There's another benefit to gifting into a 529. Besides offering a lower assessment rate, 529 funds can only be withdrawn by the account holder. If Junior decides that a Caribbean cruise is better than attending college, he can't use your 529 plan account money to take the cruise.

Think Outside the FAFSA Formula

If the student is receiving sizable need-based aid and your gift isn't large enough to incur gift tax, put the gift into a savings vehicle that's outside of the financial aid formula.

"A (permanent) life insurance policy is completely off the radar screen for financial aid purposes," says Martin L. Greatorex, a certified college planning specialist and owner of The College Navigator, a college planning firm in Milford, Conn.

According to the Department of Education, funds stored in a cash value life insurance policy won't count against a student in the federal financial aid methodology, provided that the student withdraws the money by taking a loan against the account rather than surrendering it. Should the student surrender the account, any money taken out will count as income and will subtract from their financial aid package by up to half.

Greatorex adds that relatives can also donate to a Roth IRA held in the student's name.

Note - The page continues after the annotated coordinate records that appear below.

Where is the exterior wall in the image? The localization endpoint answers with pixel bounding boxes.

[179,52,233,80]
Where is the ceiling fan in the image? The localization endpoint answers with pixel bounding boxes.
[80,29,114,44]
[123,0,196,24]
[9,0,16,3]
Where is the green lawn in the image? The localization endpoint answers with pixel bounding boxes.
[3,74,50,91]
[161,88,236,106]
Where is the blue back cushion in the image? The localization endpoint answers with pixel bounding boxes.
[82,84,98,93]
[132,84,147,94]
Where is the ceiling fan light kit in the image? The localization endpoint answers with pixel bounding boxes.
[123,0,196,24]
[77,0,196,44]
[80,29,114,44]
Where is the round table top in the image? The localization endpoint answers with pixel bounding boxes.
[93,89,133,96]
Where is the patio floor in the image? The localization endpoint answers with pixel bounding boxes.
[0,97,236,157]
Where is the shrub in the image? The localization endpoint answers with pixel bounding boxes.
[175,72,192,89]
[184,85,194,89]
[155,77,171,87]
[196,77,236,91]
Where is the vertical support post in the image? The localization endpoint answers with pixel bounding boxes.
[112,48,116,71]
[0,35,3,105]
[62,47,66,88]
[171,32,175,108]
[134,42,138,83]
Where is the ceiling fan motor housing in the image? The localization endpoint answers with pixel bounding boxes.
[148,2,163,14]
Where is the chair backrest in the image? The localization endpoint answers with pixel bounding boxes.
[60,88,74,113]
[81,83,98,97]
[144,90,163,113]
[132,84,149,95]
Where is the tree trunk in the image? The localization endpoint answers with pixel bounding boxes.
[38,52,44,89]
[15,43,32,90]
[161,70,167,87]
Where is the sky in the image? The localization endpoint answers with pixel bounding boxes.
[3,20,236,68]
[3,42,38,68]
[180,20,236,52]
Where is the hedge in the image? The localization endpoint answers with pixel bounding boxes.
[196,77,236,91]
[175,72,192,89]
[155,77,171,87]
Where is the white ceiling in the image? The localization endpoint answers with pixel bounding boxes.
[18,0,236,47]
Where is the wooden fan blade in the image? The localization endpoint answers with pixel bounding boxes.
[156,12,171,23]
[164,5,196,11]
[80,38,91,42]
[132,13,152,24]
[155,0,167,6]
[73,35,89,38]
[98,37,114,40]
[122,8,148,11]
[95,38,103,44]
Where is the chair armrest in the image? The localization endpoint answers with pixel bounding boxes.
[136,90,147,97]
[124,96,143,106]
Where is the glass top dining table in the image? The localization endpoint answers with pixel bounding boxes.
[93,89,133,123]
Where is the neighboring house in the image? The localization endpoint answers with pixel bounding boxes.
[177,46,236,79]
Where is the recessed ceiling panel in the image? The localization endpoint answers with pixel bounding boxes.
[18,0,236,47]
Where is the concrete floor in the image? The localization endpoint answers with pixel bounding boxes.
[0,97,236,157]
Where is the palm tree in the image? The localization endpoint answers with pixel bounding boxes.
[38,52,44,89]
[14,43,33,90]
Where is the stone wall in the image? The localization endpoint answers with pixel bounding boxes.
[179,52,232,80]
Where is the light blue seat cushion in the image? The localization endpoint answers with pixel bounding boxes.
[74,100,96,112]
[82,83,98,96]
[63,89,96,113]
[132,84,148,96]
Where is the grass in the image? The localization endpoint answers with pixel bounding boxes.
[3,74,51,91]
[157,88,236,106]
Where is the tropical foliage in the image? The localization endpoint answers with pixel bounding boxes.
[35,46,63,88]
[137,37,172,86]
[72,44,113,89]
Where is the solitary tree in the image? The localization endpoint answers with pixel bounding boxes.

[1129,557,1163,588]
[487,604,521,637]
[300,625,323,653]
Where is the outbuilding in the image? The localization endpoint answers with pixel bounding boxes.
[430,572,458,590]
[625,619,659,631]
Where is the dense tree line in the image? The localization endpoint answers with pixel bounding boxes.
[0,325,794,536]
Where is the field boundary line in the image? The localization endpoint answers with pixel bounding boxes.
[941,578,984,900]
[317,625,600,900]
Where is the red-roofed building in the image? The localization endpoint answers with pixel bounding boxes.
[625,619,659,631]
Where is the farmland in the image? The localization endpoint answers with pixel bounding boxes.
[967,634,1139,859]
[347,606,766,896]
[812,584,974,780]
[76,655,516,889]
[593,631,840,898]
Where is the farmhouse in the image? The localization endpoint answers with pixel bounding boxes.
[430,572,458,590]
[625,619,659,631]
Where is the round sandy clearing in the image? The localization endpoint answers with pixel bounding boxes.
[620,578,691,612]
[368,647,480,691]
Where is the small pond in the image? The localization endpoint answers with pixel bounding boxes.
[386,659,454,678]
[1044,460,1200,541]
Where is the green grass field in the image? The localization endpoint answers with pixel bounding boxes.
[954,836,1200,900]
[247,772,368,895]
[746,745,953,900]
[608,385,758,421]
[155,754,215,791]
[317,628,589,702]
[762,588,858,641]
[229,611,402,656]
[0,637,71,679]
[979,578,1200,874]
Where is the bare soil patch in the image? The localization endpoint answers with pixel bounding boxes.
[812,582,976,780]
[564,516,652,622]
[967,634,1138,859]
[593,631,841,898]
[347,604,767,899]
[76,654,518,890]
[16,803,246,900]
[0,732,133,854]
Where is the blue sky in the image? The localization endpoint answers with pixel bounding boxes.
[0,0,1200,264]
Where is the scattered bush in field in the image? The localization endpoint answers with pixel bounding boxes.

To have a Roth IRA, students need to have earned income and can only contribute up to the maximum amount that they've earned, or $5,000 per year, whichever is less. Parents can put their own money in the IRA account for the student as long as the student meets the income requirements. Students can pay for college using contributions to a Roth but must wait five years before withdrawing earnings.

Like life insurance plans, Roth IRAs aren't counted in the federal aid formula. The amount of aid is determined based on a student's income and asset levels from the previous year, so Roth savings won't count against students in their freshman year. But once students start taking withdrawals, money pulled from a Roth counts as income from a financial aid standpoint and can heavily impact the student's aid package for subsequent years, according to the Department of Education.

Darvis says that relatives can avoid the financial aid ding by setting up a monetary gift as a "loan" that they plan to forgive after the student has graduated. Or they can save it for the student's final school year, when other financial aid sources tend to run dry.

By gifting with financial aid in mind, gifts go further and grads come closer to a debt-free college tenure.